I've been asked lately about a passage in Luke which has apparently been used as evidence that Jesus did not consider homosexuality sinful. It is the famous passage about the Roman centurion (Luke 7:1-10) in which the centurion asks for healing for a servant. The word used is pais, and it is argued that this word refers to a "same-gender partner."
There are a couple of problems with this reading. The first is that even if correct, this would not equate with any sort of statement by Jesus about homosexuality. By dealing with the centurion, Jesus obviously had the chance to raise any number of Roman sins: Tyranny, worship of false gods, slavery, and so on. Frankly, this was not the time to do so, when someone was sick. The critics who suppose that, if Jesus were against homosexuality, he would have taken this opportunity to deliver a scalding lecture on it, are mistaking Jesus for a hellfire fundamentalist. Obviously one does not have to be a hellfire fundamentalist to regard homosexuality as a Biblical sin, but that is no doubt the way advocates of this position would prefer to characterize things.

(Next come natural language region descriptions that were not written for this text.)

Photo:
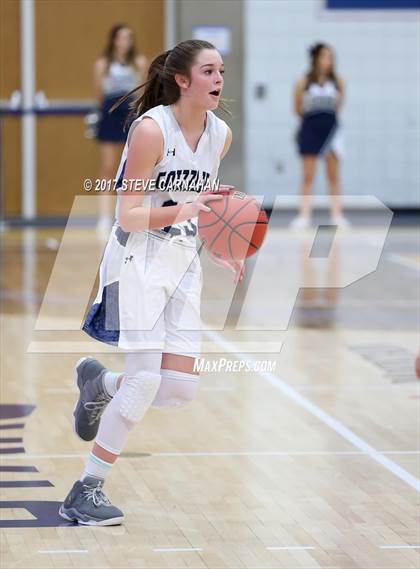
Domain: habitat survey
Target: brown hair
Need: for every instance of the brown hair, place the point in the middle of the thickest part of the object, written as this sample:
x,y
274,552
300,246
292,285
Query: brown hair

Jesus, of course, did tell people to stop sinning; he obviously did so with the woman about to be stoned in John 8, but this was the exception rather than the rule, at least as far as presentation goes. Since the Gospels provide snapshots, not full stories, it is hardly out of the question that Jesus took the time later to address some of his concerns with the centurion on a variety of issues.
Second, the equation of pais with "same-gender partner" is more than a little presumptive. The word is mainly used of infants (Matt. 2:16), of children in various contexts, and of Jesus himself in relation to God (Matt. 12:18). The most we can say is that while it is conceivable that the centurion regarded a young same-sex partner as a pais, the semantic range of pais is much wider than that, and does not indicate in and of itself that a same-sex partner is in mind.
Third, the critics go on to say that the pais was "honored" (entimos) and assume this means a same sex relationship. The problem with this view is apparent from the social setting: To be the passive partner in a male same-sex relationship was a decisive dishonor. One of these critics also read modern ideas of love into the picture-as explained in our e-Book Rendered Unto Caesar-which would not be the case at all.
So why would this slave be "honored"? The same word is used of Jesus in 1 Peter 2:4, 6 as being a cornerstone laid in Zion, and in Luke 14:8 of persons invited to a feast. There were many ways to gain honor in the ancient world. While it is true that there were fewer ways to gain honor in the context of a master and slave, there were still a number of ways. The servant, for example, may have done the centurion some good turn, like overhearing an enemy plot against the centurion, allowing him to foil it (just as Paul's nephew did, Acts 23). Or, the servant may have made an especially good impression on a distinguished visitor, who in turn did the centurion a favor. Or, the pais may have somehow aided the centurion when he was injured in battle, either by tending his wounds, or by seeking help. It is simplistic and presumptuous to say that a same-sex partnership is what lies behind the relationship.
In sum, as is often the case, critics make too much of too little.